Deep Label Fusion: A 3D End-to-End Hybrid Multi-Atlas Segmentation and Deep Learning Pipeline
This work addresses segmentation challenges in medical imaging where manual labeling is difficult, offering a hybrid solution with good generalizability, though it is incremental as it builds on prior hybrid concepts.
The paper tackled the problem of medical image segmentation with limited labeled data by proposing Deep Label Fusion (DLF), a 3D end-to-end hybrid pipeline combining multi-atlas segmentation and deep learning, which achieved significant improvements over conventional methods and U-Net in segmenting medial temporal lobe subregions using MRI data, and maintained superior performance on an unseen 7T dataset.

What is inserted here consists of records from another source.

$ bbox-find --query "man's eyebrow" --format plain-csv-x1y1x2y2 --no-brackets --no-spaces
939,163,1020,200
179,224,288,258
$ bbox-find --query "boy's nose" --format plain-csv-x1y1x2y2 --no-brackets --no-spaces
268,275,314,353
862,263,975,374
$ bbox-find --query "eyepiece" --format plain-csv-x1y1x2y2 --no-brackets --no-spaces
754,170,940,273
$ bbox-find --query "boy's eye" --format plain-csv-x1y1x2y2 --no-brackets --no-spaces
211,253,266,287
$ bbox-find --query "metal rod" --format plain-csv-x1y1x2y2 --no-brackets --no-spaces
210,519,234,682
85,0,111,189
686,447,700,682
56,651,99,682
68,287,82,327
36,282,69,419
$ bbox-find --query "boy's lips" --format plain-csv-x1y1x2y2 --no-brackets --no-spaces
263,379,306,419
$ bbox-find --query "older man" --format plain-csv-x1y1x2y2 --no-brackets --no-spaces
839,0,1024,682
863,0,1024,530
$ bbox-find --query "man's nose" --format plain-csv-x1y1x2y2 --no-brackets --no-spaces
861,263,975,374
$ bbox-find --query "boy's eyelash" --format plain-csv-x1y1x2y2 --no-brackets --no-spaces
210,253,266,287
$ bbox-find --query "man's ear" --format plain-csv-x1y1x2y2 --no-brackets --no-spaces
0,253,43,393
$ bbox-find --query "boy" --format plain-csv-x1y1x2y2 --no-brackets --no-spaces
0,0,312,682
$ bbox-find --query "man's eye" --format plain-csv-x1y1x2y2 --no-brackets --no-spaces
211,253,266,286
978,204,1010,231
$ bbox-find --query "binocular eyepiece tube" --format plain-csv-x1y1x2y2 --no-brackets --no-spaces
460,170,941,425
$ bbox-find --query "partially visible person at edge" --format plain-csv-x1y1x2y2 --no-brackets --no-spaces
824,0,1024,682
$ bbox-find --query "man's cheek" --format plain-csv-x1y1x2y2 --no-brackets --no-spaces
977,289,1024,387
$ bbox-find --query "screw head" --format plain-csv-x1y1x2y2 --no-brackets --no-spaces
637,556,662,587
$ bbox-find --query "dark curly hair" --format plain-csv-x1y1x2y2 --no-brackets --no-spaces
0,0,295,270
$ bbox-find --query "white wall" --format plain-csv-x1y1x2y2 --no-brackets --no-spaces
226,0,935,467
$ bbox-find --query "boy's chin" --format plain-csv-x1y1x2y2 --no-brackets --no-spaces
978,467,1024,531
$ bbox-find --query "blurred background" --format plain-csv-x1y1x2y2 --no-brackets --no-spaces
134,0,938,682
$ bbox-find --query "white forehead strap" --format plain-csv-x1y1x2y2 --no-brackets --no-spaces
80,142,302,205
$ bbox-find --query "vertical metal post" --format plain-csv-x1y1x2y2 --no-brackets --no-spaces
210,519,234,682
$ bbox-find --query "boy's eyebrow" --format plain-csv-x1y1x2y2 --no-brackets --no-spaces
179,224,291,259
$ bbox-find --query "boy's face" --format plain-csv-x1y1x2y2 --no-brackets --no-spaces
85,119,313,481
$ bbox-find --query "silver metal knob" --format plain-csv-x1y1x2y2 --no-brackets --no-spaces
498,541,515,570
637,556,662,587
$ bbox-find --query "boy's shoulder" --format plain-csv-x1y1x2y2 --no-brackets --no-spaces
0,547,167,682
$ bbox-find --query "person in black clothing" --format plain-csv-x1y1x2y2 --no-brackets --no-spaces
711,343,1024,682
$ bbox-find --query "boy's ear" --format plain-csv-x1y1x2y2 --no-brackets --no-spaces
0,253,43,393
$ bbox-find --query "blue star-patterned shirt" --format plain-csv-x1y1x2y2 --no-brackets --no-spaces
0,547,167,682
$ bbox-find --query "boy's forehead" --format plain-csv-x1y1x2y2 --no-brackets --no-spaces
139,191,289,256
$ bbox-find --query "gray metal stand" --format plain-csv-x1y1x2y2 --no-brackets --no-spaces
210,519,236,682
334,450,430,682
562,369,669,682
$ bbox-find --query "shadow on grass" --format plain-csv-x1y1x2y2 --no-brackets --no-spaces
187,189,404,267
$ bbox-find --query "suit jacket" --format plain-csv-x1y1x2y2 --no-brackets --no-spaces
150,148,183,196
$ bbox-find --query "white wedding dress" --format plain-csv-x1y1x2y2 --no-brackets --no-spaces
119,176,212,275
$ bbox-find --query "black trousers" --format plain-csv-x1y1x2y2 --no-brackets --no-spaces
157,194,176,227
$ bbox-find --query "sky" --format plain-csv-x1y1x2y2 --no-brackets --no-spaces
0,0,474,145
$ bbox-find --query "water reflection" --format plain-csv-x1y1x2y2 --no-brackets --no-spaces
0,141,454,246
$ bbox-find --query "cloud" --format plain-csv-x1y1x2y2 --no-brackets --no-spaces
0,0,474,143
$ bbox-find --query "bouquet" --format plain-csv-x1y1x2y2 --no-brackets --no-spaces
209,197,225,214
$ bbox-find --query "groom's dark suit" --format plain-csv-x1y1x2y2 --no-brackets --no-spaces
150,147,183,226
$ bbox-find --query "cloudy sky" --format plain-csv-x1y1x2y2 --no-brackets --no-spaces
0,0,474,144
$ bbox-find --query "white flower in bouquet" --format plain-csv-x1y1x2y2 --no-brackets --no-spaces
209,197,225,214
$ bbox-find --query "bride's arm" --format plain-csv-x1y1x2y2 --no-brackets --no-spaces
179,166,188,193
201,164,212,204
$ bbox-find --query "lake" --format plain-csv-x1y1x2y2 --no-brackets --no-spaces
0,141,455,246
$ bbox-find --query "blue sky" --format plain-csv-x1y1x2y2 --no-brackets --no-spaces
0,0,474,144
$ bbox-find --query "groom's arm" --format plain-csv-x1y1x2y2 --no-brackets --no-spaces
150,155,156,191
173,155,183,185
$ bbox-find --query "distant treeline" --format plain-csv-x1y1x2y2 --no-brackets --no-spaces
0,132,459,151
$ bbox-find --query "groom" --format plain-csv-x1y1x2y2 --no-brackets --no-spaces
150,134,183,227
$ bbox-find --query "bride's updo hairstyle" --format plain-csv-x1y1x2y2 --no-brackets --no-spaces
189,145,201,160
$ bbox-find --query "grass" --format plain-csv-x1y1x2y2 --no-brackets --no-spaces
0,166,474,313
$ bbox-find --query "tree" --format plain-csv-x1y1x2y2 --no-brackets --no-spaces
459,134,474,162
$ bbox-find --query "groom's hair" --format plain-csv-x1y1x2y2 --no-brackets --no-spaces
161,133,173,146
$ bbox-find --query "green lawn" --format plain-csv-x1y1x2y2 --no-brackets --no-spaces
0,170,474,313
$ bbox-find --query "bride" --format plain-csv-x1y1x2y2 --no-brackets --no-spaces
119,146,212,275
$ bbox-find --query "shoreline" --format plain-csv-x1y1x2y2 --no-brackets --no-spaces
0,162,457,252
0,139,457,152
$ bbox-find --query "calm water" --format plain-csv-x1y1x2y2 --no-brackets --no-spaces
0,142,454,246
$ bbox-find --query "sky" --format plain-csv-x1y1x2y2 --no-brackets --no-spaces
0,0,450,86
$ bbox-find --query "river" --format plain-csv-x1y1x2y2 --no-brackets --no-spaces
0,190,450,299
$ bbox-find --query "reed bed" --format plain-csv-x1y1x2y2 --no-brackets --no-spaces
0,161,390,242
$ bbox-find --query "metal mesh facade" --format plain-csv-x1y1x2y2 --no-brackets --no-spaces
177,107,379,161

Deep learning (DL) is the state-of-the-art methodology in various medical image segmentation tasks. However, it requires relatively large amounts of manually labeled training data, which may be infeasible to generate in some applications. In addition, DL methods have relatively poor generalizability to out-of-sample data. Multi-atlas segmentation (MAS), on the other hand, has promising performance using limited amounts of training data and good generalizability. A hybrid method that integrates the high accuracy of DL and good generalizability of MAS is highly desired and could play an important role in segmentation problems where manually labeled data is hard to generate. Most of the prior work focuses on improving single components of MAS using DL rather than directly optimizing the final segmentation accuracy via an end-to-end pipeline. Only one study explored this idea in binary segmentation of 2D images, but it remains unknown whether it generalizes well to multi-class 3D segmentation problems. In this study, we propose a 3D end-to-end hybrid pipeline, named deep label fusion (DLF), that takes advantage of the strengths of MAS and DL. Experimental results demonstrate that DLF yields significant improvements over conventional label fusion methods and U-Net, a direct DL approach, in the context of segmenting medial temporal lobe subregions using 3T T1-weighted and T2-weighted MRI. Further, when applied to an unseen similar dataset acquired in 7T, DLF maintains its superior performance, which demonstrates its good generalizability.